Hieronder volgt per categorie een nadere toelichting.

Bouw- en sloopafval en residuen, afkomstig van het bewerken van bouw- en sloopafval

Voor het verwerken van bouw- en sloopafval en residuen, afkomstig van het bewerken van bouw- en sloopafval (hierna: bouw- en sloopafval) bestaat thans voldoende capaciteit. Bij het verwerken van bouw- en sloopafval resteert een niet-herbruikbare fractie, die op grond van artikel 2, onder c, van het Besluit stortverbod afvalstoffen (hierna: het besluit) gestort mag worden, mits de persoon die deze stoffen aanbiedt, gemachtigd is een op grond van artikel 5 van het besluit vastgesteld merkteken te voeren. Dit zijn de zogenaamde gecertificeerde bedrijven.

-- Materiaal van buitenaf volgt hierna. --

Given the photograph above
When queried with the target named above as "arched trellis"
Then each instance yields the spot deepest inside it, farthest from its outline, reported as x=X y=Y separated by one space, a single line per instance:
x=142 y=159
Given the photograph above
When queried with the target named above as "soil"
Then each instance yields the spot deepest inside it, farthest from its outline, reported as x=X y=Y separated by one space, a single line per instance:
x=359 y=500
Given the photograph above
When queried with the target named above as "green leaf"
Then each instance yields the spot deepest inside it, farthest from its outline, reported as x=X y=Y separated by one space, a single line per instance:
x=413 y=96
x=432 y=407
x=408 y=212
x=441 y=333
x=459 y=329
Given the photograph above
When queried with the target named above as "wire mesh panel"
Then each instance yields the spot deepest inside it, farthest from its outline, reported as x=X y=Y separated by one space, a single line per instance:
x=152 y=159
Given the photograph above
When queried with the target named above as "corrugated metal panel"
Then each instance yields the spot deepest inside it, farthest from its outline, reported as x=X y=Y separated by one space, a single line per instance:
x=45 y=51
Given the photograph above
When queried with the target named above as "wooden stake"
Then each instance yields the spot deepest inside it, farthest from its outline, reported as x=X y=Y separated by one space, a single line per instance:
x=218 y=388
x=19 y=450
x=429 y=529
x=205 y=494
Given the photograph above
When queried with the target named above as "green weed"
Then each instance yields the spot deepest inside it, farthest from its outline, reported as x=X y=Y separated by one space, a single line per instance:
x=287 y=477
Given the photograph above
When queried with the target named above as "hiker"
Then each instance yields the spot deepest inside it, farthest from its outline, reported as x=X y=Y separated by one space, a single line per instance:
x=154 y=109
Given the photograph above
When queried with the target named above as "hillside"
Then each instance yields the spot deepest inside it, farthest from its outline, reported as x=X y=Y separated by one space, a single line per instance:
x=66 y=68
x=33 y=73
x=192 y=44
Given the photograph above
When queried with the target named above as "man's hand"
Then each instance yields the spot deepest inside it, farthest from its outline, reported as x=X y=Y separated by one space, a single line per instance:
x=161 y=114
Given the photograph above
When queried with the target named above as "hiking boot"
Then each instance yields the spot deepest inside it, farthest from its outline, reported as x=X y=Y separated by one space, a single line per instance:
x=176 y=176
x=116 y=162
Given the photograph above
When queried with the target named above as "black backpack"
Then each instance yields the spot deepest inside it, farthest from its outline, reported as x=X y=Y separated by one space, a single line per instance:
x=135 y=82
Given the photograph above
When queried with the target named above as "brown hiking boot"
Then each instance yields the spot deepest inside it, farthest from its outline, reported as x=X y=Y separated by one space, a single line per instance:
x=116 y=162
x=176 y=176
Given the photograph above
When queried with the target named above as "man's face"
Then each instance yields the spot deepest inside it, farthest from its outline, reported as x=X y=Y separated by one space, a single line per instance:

Op het tijdstip dat het stortverbod voor bouw- en sloopafval effectief wordt, zullen er voldoende gecertificeerde bedrijven zijn die het merkteken mogen voeren, zodat ook de afvoer van de niet-herbruikbare fractie van het bouw- en sloopafval naar stortplaatsen verzekerd zal zijn. Voor een toelichting op het systeem van certificatie en het mogen voeren van een merkteken voor de niet-herbruikbare fractie wordt verwezen naar de toelichting in het besluit bij de categorie bouw- en sloopafval.

In dit kader zijn op grond van de artikelen 5 en 6, eerste lid, van het besluit twee ministeriële regelingen vastgesteld, de Regeling merkteken niet-herbruikbaar bouw- en sloopafval en de Regeling niet-herbruikbaar bouw- en sloopafval (Stcrt. van 13 februari 1996, nr. 31).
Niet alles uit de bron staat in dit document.